Amazon EC2 and RDS Offline

Posted by Tim Stephenson, RaddOnline® on Thursday, April 21, 2011

Many of our sites are offline today because of an outage with Amazon's Elastic Compute Cloud service and their Relational Database Service. As well as our sites, major sites like Reddit, Foursquare, Quara, and Heroku are also offline.

Amazon says performance issues affected instances of its Elastic Compute Cloud (EC2) service and its Relational Database Service, and it’s “continuing to work towards full resolution”. These are hosted in its North Virginia data centre.

1:48 AM PDT We are currently investigating connectivity and latency issues with RDS database instances in the US-EAST-1 region.
2:16 AM PDT We can confirm connectivity issues impacting RDS database instances across multiple availability zones in the US-EAST-1 region.

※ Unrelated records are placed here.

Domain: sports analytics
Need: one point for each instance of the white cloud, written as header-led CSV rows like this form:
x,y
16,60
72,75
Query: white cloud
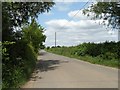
x,y
63,6
76,32
48,13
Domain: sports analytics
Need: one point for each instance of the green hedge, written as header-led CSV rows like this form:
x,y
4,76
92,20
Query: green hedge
x,y
17,64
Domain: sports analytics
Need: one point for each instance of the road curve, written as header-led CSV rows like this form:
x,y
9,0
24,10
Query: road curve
x,y
56,71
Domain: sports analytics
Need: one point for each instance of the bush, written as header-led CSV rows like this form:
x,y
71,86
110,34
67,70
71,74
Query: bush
x,y
17,64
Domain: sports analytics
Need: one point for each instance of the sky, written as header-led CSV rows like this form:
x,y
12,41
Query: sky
x,y
72,27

3:05 AM PDT We are continuing to see connectivity issues impacting some RDS database instances in multiple availability zones in the US-EAST-1 region. Some Multi AZ failovers are taking longer than expected. We continue to work towards resolution.

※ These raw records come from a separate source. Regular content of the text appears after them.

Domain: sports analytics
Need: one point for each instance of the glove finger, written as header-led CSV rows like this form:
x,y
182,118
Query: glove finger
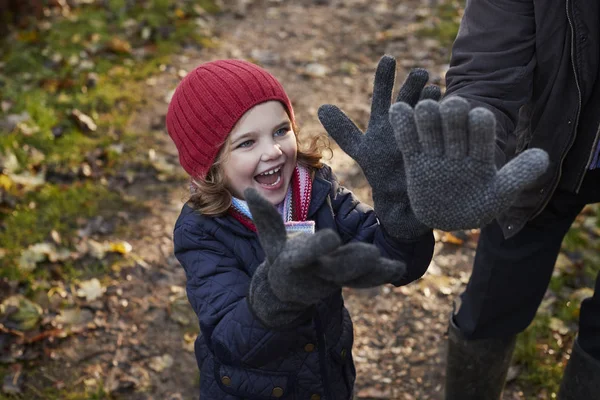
x,y
347,262
303,251
402,119
301,287
455,116
429,127
519,173
432,92
340,128
411,90
269,224
383,86
384,271
482,134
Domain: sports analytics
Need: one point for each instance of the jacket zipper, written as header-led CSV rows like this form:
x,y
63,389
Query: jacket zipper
x,y
322,348
564,154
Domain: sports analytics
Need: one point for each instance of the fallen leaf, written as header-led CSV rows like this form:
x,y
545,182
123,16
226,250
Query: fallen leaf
x,y
20,313
160,363
91,289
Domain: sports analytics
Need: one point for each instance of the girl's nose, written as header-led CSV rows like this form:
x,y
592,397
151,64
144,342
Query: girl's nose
x,y
271,152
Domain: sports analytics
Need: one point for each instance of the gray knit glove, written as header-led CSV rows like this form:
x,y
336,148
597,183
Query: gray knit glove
x,y
376,151
452,178
301,270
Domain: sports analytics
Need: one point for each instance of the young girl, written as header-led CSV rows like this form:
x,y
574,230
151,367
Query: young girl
x,y
272,318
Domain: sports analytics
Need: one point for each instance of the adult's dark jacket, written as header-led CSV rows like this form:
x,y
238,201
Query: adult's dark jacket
x,y
535,64
238,357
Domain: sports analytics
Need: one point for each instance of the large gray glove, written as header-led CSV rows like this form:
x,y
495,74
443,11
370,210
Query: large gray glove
x,y
305,268
448,151
376,151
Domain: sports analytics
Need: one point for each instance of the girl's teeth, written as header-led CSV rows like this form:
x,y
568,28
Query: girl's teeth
x,y
276,182
271,172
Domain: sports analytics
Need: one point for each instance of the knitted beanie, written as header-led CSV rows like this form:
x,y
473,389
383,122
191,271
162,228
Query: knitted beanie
x,y
207,104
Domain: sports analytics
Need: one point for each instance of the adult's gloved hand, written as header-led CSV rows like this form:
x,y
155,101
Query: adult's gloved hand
x,y
448,151
301,270
376,151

4:03 AM PDT We are making progress on failovers for Multi AZ instances and restore access to them. This event is also impacting RDS instance creation times in a single Availability Zone. We continue to work towards the resolution.

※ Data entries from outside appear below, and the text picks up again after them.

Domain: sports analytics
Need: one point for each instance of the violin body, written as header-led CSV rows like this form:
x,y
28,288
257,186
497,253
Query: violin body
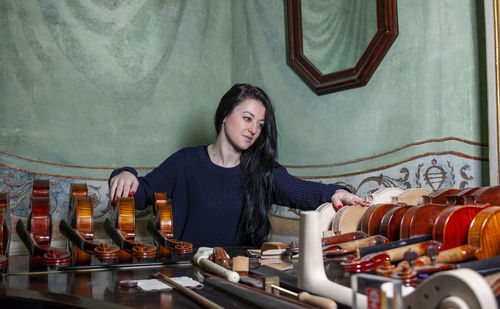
x,y
419,220
371,220
440,196
412,196
348,219
484,232
484,195
459,197
391,222
162,229
383,196
451,227
326,215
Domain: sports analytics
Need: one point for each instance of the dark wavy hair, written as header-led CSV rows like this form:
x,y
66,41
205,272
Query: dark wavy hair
x,y
257,164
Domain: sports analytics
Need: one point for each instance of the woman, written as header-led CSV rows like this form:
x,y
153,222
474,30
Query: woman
x,y
221,193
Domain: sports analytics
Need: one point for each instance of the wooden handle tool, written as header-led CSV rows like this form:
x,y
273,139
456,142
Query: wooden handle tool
x,y
205,302
318,301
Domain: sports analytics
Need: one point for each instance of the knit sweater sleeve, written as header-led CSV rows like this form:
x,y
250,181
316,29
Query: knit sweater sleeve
x,y
302,194
160,179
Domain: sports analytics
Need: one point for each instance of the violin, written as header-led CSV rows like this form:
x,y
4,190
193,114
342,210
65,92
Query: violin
x,y
451,226
440,196
411,196
81,229
391,222
162,228
123,231
484,232
419,220
37,235
372,217
348,219
383,195
335,239
4,229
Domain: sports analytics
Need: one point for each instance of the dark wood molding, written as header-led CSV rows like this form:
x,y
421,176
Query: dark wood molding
x,y
387,23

8:54 AM PDT We'd like to provide additional color on what were working on right now (please note that we always know more and understand issues better after we fully recover and dive deep into the post mortem). A networking event early this morning triggered a large amount of re-mirroring of EBS volumes in US-EAST-1. This re-mirroring created a shortage of capacity in one of the US-EAST-1 Availability Zones, which impacted new EBS volume creation as well as the pace with which we could re-mirror and recover affected EBS volumes. Additionally, one of our internal control planes for EBS has become inundated such that it's difficult to create new EBS volumes and EBS backed instances. We are working as quickly as possible to add capacity to that one Availability Zone to speed up the re-mirroring, and working to restore the control plane issue. We're starting to see progress on these efforts, but are not there yet. We will continue to provide updates when we have them.